Wurststände und Witzbolde im alten Athen
Auf dem Markt von Athen brüllt der Wurstverkäufer Beleidigungen, während er grillt.

Unknown — "Terracotta loutrophoros (ceremonial vase for water)" (ca. 400 BCE), public domain
Streetfood mit einer Portion Spott
Im alten Athen bedeutete Wurstkauf: ein Ohr voll Sprüche gratis dazu. Die Verkäufer schleuderten Witze und Sticheleien auf ihre Kundschaft, und Schaulustige kamen genauso sehr wegen des Geplänkels wie wegen des Essens.
Wurstverkäufer als Komiker
In Aristophanes’ Stück „Die Ritter“ steht ein Wursthändler im Mittelpunkt, dessen Witz und scharfe Zunge ihm das Publikum gewinnt—ein Beweis, dass Imbissbuden im geschäftigen Herzen Athens auch Comedybühnen waren.

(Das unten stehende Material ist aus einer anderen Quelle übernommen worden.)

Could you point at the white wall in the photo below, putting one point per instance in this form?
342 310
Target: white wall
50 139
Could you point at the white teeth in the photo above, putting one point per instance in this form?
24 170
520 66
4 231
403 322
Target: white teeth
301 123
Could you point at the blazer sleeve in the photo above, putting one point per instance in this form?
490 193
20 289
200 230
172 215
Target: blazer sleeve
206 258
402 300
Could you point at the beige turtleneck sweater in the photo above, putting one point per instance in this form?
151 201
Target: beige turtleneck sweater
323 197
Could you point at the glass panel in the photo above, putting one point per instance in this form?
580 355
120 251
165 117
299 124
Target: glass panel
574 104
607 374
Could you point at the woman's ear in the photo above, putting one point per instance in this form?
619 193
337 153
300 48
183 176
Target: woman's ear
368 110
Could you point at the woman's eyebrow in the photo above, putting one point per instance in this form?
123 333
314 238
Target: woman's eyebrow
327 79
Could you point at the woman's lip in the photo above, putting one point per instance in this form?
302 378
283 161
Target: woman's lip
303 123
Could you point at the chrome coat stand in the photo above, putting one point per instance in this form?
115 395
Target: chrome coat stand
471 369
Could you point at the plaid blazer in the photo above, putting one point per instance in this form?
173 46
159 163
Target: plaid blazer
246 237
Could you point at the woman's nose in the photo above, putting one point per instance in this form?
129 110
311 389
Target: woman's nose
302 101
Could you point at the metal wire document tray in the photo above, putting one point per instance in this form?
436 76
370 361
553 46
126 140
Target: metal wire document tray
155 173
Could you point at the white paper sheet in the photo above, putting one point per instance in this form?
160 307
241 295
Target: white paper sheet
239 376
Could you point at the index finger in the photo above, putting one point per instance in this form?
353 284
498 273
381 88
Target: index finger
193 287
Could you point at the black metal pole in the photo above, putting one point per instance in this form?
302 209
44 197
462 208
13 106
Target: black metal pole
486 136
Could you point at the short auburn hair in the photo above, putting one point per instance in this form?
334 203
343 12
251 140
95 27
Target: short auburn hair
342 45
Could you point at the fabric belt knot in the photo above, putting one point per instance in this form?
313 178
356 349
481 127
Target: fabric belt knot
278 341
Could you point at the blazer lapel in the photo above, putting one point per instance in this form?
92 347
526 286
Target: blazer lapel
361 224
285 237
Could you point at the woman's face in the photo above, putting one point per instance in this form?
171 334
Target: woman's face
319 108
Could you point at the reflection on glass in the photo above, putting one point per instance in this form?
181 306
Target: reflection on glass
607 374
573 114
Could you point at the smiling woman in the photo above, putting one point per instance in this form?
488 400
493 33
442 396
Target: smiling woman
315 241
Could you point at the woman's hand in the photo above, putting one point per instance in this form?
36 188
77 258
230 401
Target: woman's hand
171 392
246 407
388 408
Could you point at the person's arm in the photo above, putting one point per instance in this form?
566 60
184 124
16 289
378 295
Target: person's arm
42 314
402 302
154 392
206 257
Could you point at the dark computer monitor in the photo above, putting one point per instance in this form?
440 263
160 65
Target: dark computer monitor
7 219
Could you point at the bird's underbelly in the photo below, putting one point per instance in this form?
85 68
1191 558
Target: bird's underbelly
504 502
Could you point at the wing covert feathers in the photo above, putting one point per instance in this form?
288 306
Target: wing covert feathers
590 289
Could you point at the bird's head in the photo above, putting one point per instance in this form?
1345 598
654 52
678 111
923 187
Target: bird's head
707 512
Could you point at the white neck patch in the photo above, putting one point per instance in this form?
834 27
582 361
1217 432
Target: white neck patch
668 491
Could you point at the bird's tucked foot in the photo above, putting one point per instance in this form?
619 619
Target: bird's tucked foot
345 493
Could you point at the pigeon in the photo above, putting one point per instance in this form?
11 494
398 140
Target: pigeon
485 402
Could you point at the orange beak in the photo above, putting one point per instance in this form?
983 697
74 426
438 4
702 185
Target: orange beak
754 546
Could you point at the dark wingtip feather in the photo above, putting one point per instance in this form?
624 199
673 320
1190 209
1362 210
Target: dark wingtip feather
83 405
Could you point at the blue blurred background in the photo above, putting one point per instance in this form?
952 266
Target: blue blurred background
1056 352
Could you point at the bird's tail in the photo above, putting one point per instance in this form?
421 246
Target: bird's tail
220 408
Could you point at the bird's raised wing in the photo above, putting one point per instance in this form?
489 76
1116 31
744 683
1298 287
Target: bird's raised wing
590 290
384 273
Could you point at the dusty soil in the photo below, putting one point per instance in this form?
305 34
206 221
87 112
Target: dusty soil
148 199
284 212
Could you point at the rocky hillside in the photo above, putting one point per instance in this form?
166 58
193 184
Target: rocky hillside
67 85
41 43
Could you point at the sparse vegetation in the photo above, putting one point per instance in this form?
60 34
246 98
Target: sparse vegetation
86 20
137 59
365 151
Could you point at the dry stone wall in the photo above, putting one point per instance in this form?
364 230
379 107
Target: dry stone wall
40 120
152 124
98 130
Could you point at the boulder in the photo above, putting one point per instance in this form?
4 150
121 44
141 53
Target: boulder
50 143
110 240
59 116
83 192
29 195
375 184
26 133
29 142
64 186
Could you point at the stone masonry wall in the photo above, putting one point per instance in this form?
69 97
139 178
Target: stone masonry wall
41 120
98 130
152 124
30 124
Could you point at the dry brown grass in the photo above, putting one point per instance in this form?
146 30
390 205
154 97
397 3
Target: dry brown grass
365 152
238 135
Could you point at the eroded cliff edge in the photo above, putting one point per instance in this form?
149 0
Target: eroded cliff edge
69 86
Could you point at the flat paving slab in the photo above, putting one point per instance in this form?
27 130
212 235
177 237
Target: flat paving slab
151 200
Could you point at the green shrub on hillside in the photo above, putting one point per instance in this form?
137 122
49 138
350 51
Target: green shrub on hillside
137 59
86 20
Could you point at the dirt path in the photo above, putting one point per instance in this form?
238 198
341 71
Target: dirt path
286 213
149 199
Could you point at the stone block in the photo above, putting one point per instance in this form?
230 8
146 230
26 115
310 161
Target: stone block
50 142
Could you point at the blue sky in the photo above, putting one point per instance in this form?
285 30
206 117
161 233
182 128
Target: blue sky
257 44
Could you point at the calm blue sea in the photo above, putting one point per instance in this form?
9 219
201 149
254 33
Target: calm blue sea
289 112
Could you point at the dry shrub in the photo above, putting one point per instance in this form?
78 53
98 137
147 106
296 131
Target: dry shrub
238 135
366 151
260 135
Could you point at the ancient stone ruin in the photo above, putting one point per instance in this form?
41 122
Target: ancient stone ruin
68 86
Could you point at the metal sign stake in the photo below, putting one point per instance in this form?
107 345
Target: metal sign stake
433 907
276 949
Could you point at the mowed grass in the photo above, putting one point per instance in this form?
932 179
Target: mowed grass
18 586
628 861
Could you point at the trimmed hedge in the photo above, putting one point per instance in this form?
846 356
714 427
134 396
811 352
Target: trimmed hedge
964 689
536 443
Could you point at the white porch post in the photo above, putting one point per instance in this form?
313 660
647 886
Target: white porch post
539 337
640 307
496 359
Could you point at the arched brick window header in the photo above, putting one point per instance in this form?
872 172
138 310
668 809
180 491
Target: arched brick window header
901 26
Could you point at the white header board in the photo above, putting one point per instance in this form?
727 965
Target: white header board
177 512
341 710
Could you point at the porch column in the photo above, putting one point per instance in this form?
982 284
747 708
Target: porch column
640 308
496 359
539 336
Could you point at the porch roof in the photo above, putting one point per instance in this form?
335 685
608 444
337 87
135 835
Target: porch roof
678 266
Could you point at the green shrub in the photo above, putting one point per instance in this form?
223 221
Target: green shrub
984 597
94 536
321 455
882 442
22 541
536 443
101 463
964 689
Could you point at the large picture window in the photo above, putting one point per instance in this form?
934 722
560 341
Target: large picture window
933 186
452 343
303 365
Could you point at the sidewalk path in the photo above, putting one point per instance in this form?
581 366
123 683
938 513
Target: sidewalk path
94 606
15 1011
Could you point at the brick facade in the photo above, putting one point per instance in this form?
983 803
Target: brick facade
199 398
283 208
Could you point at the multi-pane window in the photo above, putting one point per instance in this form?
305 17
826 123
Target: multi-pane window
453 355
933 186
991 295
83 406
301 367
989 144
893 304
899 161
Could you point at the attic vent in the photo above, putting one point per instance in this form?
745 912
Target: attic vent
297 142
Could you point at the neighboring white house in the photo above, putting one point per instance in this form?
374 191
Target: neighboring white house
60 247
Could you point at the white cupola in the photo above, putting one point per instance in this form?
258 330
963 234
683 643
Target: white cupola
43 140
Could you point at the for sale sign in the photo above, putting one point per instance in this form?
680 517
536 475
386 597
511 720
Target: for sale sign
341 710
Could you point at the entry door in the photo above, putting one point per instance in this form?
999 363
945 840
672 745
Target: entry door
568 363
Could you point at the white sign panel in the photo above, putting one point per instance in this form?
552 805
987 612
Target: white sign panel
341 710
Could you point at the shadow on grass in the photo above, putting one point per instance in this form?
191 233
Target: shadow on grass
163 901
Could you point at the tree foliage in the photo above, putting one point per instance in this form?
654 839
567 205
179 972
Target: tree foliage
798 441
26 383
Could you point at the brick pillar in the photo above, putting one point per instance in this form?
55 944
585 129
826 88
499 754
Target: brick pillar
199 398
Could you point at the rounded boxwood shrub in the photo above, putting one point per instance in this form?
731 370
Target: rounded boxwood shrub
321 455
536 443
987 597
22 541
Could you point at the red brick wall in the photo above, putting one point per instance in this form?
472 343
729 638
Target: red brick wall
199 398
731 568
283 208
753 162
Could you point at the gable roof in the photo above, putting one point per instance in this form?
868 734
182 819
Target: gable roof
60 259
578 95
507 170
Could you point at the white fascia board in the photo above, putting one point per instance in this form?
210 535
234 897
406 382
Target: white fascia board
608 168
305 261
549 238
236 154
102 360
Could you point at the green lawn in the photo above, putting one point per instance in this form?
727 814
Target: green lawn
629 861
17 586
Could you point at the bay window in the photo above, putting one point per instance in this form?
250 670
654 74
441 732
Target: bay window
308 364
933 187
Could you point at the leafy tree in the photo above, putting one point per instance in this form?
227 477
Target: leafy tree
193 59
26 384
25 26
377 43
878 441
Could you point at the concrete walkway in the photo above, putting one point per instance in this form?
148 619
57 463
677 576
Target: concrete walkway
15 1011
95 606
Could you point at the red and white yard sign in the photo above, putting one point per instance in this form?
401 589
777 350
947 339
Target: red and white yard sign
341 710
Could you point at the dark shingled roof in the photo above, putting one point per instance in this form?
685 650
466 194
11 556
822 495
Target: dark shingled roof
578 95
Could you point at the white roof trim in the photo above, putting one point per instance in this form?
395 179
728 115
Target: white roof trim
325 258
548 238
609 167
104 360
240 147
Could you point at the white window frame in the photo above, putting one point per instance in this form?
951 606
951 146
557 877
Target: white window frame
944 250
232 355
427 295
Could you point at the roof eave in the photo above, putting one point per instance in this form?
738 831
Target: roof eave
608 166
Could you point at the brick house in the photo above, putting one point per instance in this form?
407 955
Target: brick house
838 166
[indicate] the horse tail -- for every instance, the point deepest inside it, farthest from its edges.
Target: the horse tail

Die älteste bekannte Erwähnung eines Streetfood-Stands stammt aus Aristophanes’ Komödie „Die Ritter“—doch es ging weniger ums Essen als um die Show. Wurstverkäufer waren berüchtigt für derbe Späße und Schlagfertigkeit, sie rösteten Fleisch und Kundschaft gleichermaßen. In Athen gehörten Straßenimbiss und Stand-up einfach zusammen.